No entanto, as mulheres desempenham muitos papéis importantes nas forças armadas dos EUA – tal como fazem no exército israelita – algo que Hegseth pareceu reconhecer publicamente na quarta-feira, quando disse aos jornalistas: “Apoiamos todas as mulheres que servem hoje nas nossas forças armadas e que fazem um trabalho fantástico em todo o mundo. mundo, em nosso Pentágono, e entregamos aspectos críticos, todos os aspectos, incluindo o combate, e eles têm feito isso… há algum tempo.”
Tal como outros republicanos, Hegseth quer respostas sobre quem é o responsável pela caótica retirada dos EUA do Afeganistão no verão de 2021. Hegseth culpa os militares dos EUA quando estes estavam simplesmente a seguir ordens emitidas pela administração Biden para retirar todas as tropas, e quando o fizeram, em vez disso, o Departamento de Estado, que não tinha planos para uma evacuação ordenada até que fosse tarde demais.
Hegseth também afirma que as “elites costeiras” prestam serviço militar contra aqueles que servem. Esta é uma afirmação estranha quando 18% do 118º O Congresso são veteranos, enquanto o Census Bureau estima que 6% da população total dos EUA são veteranos. Parece que o serviço militar é algo que os eleitores de todo o país apreciam.
Hegseth escreve eloquentemente sobre o tempo que serviu na Guerra do Iraque, o que constituiu um contraste marcante com o seu trabalho anterior no Bear Stearns, em Nova Iorque, processando “números numa folha de cálculo Excel para reuniões aborrecidas com banqueiros realmente ricos”. O relato de Hesgeth sobre os combates no Iraque, quando a guerra estava no auge e onde ele ganhou a primeira de suas duas Estrelas de Bronze, é a parte menos polêmica e mais interessante de seu livro.
Mas uma década e meia depois, a sua carreira militar terminou. Hegseth afirma que foi considerado um possível extremista nacionalista cristão por causa de sua tatuagem de uma cruz de Jerusalém e foi impedido de servir em sua unidade da Guarda Nacional em Washington, DC, protegendo a posse do presidente Joe Biden em janeiro de 2021 (que ocorreu apenas duas semanas após o motim dos apoiadores de Trump no Capitólio dos EUA). Embora, de acordo com a Associated Press, tenha sido uma tatuagem diferente, onde se lia “Deus Vult” (latim para “Deus quer” e uma expressão associada às Cruzadas) que levou os líderes militares a dizer-lhe para ficar em casa.
Hegseth parece bastante ressentido com essa experiência, que resultou nele vestindo o uniforme pela última vez alguns meses depois.
O livro de Hegseth é uma diatribe contra a suposta perspicácia nas forças armadas dos EUA e a covardia de líderes militares como o General Brown, que estão supostamente a implementar a agenda acordada.

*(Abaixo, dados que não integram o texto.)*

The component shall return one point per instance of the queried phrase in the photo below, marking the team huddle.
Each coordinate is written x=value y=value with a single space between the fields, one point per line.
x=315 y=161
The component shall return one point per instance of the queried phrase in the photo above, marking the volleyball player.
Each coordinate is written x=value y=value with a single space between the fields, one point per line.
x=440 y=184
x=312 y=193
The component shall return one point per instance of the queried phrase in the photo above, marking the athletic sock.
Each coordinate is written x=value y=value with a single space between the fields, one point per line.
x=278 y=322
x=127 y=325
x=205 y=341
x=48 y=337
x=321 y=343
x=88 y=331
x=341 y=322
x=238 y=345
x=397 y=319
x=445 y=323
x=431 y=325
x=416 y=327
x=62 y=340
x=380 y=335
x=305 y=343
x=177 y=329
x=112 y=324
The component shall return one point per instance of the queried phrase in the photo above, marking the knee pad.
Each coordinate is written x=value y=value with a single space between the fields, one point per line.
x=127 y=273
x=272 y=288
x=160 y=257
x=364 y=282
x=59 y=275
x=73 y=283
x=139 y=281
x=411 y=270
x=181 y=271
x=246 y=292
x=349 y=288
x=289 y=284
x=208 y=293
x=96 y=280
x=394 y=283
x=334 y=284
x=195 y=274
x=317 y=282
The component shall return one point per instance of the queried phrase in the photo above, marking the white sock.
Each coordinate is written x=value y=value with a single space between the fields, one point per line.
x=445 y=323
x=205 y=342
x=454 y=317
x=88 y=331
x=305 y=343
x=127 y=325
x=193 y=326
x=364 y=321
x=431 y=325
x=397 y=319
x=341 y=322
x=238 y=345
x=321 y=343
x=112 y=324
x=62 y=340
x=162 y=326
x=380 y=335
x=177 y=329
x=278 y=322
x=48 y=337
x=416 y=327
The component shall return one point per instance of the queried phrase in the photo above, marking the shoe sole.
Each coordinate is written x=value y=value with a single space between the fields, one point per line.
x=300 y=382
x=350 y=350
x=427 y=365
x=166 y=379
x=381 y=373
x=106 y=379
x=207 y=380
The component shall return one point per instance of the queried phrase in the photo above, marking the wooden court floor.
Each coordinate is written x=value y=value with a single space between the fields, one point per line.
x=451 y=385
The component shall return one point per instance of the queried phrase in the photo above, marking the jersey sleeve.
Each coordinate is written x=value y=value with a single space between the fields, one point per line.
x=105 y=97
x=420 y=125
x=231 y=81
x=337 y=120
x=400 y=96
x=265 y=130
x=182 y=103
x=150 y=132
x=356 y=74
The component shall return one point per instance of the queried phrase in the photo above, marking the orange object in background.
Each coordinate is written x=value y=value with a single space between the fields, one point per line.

Se Hegseth se tornar secretário da Defesa, isso poderá desencadear uma luta entre ele e os principais generais americanos, especialmente sobre a questão das tropas transgénero.
Também poderia haver uma batalha sobre a questão de “Quem perdeu o Afeganistão?” – pelo qual Hegseth culpa abertamente os generais.
No seu livro, Hegseth silencia sobre as grandes questões que um futuro secretário da Defesa poderá ter de enfrentar, como a possibilidade de os chineses invadirem Taiwan. O chefe da CIA avalia que o líder chinês Xi Jinping disse aos seus militares para estarem prontos para tomar a ilha até 2027. Para saber a opinião de Hegseth sobre esse tipo de questões, provavelmente teremos que esperar pela sua audiência de confirmação, que, por enquanto, parece estar no caminho certo, dado o forte apoio contínuo de Trump.